Anyway, after dipping the chicken into egg and panko, you put it on a cookie sheet for 20 minutes. This is important. The breading absorbs moisture and it sticks to the meat. 40 minutes is okay too. Then you fry it on a thin (3 tbs) sheet of oil, around 8 minutes a side, low heat. It will brown nicely, and the moisture stays inside the meat. It is like fried chicken, only much healthier and cheaper. You aren't wasting a gallon of soybean oil. I use olive oil, the real stuff from California, not the blend from Italy that's mostly Soybean oil from here with a trace of their stuff, then sent back at a markup. This is true btw. Italian olive oil is mostly fake. It is mostly soybean, from here. With a bit of olive from there for taste. And this is legal. This is why I buy domestic, not imported, olive oil. We have standards. We have to apply them.

The thing about having lots of experience with cooking is your nose develops a real sense for seasonings. You have a special part of your memory assigned to smells. This comes from Women. Women have this stronger than men, but there is some in men too. We inherit a bit from our mothers, and the rest is learned. We end up being allowed to play with grills and bbq, but women would beat us there too, if we weren't so silly and territorial about it. Its the X chromosome. There's important stuff there.
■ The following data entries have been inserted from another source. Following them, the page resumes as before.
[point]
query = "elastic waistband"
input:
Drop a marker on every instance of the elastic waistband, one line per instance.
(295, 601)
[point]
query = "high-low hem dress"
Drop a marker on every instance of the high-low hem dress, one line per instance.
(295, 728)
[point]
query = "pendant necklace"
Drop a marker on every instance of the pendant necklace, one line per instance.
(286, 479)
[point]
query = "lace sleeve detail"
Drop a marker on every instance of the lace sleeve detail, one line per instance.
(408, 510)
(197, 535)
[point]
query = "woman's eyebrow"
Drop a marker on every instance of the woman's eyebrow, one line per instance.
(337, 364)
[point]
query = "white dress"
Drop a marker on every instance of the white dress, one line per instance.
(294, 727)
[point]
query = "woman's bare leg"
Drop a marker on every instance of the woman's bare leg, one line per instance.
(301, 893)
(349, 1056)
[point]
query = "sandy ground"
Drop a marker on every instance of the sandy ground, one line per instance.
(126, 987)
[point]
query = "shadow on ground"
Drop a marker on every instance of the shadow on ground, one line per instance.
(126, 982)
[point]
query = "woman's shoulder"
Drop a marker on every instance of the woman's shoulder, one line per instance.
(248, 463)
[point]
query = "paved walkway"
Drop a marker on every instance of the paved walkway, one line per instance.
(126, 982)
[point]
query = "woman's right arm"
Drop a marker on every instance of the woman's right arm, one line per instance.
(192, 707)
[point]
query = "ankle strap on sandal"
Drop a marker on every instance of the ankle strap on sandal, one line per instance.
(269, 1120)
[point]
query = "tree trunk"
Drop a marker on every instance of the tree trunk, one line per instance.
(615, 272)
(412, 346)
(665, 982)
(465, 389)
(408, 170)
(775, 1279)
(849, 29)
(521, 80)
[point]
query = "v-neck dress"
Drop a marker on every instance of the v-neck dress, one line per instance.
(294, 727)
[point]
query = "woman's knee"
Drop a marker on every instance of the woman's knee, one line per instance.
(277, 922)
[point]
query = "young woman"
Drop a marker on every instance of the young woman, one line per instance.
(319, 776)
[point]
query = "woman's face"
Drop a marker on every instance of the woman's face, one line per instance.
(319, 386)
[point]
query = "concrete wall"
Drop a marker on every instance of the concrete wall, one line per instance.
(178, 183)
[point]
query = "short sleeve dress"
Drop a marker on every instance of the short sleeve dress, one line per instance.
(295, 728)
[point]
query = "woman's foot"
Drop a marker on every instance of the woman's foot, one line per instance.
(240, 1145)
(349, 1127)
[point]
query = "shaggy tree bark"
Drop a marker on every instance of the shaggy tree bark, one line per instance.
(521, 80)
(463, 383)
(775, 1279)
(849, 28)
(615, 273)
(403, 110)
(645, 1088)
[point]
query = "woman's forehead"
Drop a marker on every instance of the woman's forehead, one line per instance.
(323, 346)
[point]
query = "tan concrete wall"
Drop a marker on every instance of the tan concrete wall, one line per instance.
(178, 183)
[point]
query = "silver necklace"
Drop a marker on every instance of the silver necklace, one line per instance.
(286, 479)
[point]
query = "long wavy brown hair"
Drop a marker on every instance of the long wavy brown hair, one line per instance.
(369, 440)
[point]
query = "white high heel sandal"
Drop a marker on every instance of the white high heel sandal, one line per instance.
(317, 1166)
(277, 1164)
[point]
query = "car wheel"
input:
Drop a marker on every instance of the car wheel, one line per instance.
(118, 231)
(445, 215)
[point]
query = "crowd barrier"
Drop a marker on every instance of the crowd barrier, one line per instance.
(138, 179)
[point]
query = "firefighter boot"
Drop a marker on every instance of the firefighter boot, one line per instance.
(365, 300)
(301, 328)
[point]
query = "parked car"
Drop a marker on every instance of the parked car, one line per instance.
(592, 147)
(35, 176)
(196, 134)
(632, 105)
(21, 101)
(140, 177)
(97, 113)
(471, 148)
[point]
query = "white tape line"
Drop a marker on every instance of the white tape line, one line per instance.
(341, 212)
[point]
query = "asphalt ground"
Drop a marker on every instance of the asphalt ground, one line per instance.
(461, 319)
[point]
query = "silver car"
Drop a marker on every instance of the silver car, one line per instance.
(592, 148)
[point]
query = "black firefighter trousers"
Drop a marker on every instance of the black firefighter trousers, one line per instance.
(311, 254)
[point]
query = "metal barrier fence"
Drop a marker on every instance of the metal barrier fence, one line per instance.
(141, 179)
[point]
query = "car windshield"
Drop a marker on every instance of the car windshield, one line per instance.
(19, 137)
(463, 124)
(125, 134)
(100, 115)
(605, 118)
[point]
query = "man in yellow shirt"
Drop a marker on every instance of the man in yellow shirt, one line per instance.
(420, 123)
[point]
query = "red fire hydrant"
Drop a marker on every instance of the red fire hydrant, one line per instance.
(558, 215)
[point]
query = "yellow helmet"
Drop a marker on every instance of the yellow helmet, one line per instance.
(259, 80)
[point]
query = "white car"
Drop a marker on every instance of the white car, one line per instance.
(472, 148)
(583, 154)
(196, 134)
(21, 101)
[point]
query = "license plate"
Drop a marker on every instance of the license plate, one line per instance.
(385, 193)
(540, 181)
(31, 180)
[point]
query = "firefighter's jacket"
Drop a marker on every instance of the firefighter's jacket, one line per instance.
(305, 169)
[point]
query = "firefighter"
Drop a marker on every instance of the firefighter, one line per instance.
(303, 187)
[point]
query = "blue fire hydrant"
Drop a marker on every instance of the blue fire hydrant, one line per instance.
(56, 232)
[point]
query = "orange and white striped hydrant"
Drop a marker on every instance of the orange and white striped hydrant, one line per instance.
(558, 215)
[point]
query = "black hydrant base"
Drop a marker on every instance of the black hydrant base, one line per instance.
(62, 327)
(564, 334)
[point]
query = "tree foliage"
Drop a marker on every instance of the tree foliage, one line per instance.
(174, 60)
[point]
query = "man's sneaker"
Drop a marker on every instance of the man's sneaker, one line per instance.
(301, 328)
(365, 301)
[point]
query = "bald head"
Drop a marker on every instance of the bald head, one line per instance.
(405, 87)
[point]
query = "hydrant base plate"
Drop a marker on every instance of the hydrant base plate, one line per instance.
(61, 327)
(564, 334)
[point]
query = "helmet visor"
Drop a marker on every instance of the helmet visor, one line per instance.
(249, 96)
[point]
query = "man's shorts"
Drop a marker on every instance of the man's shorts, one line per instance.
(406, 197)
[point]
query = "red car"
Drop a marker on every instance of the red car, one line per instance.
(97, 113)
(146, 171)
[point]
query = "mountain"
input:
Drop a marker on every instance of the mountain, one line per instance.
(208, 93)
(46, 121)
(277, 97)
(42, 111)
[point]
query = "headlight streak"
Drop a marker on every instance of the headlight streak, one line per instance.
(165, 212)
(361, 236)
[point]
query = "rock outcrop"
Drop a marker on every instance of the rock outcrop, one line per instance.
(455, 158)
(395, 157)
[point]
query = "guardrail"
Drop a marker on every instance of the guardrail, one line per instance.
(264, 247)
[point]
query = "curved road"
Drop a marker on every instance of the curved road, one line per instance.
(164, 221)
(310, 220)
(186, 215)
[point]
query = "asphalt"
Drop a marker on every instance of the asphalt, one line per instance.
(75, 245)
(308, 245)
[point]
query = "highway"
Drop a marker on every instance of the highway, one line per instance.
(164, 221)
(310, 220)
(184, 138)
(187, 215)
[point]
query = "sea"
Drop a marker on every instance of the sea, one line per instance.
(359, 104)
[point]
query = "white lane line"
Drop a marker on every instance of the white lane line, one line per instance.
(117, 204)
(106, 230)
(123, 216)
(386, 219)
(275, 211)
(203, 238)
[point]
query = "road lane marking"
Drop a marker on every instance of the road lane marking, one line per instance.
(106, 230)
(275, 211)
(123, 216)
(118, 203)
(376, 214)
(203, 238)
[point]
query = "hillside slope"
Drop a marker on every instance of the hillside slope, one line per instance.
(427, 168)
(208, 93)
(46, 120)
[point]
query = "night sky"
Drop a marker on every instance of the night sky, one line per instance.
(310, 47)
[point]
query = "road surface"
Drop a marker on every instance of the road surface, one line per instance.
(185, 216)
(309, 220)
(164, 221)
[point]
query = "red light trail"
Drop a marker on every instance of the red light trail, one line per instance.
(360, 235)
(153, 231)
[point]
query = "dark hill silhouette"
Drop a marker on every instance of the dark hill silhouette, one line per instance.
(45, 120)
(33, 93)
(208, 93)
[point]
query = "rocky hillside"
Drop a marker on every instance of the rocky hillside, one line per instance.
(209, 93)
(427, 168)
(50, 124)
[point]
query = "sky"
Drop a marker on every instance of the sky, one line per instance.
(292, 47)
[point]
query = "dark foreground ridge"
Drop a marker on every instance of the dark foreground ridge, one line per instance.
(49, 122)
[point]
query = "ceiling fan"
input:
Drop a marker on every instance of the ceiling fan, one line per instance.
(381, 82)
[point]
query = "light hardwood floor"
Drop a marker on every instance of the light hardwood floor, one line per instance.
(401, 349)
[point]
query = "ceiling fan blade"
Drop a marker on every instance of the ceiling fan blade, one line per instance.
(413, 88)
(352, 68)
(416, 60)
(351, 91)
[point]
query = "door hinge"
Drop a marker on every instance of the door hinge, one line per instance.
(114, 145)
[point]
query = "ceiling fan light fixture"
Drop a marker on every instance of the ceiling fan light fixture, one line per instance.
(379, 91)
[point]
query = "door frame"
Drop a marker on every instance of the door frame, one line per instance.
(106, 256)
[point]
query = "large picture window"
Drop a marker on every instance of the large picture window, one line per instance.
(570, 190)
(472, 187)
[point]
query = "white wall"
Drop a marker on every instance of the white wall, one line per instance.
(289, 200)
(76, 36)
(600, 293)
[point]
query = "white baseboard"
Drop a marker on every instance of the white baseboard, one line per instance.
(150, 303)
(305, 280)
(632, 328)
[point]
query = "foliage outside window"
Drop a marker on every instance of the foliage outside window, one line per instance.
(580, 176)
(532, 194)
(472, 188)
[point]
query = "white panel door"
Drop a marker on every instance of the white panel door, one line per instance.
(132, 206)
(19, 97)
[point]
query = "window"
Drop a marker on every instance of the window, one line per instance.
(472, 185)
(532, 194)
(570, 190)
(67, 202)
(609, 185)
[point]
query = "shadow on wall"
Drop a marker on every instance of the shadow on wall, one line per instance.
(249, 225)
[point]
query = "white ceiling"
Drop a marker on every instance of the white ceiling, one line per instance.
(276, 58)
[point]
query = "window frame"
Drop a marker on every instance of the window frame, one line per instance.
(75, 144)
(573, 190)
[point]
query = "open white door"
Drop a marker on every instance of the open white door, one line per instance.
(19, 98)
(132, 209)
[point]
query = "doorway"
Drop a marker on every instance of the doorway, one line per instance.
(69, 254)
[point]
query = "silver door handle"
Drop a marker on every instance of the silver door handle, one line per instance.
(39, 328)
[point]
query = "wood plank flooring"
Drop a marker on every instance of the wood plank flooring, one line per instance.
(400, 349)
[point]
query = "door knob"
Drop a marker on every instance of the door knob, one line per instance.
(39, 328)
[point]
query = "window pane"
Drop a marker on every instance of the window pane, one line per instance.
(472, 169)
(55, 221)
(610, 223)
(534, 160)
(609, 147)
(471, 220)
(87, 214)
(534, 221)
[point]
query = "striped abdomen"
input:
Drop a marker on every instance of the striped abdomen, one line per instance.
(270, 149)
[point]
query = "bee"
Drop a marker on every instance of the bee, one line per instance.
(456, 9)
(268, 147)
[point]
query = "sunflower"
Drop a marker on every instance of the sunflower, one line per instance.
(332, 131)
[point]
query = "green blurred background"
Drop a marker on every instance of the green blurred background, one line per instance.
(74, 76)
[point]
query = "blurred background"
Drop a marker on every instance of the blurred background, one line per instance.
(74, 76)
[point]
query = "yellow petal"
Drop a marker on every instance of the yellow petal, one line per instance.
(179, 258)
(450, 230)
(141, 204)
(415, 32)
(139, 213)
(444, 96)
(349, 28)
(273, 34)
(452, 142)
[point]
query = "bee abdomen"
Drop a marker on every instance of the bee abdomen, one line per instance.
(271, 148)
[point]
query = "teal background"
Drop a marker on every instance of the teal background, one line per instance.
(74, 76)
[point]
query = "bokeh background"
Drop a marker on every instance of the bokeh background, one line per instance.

Anyway, if you open a spice, and smell it, your brain will tell you if you think this belongs with the dish you are cooking. This "tell" is a short circuit around rational thought or planning. If you cook enough you will understand I am not bullshitting you. This is regular atavism. We should respect this. Atavism drives breeding and territoriality. It also makes men like beef jerky, and women sniff fruits. It is atavism in the modern world.

I like how my breaded chicken turns out when fried in a thinly oiled pan over low heat. It takes around 9 minutes per side, but smell for burning. If it smells burnt, it is too late. I like to serve this with white rice. It comes out moist and tender, and cuts with a butter knife. Crisp on the outside, not too salty, and the sage is delicious, as is the tarragon. The flavors are oil soluble so you have to have fats or it won't season the meat. Quite a few spices are fat soluble. Always notice those. One reason that cinnamon is good in mediocre coffee is cinnamon dissolves into the coffee, which is also an oil and water emulsion, technically, like whipped cream or mayonnaise or the filling inside an Oreo.

I hope all amateur chefs out there, reading this, will appreciate my points on smelling the spice. Sometimes you discover great things, Cinnamon and allspice are fantastic on chicken. And turkey works with them too, as well as mustard. Ground turkey makes a great hamburger seasoned this way. It is a little weird, but it is a good weird. And you can always tell your guests its a rare exotic animal like ostrich.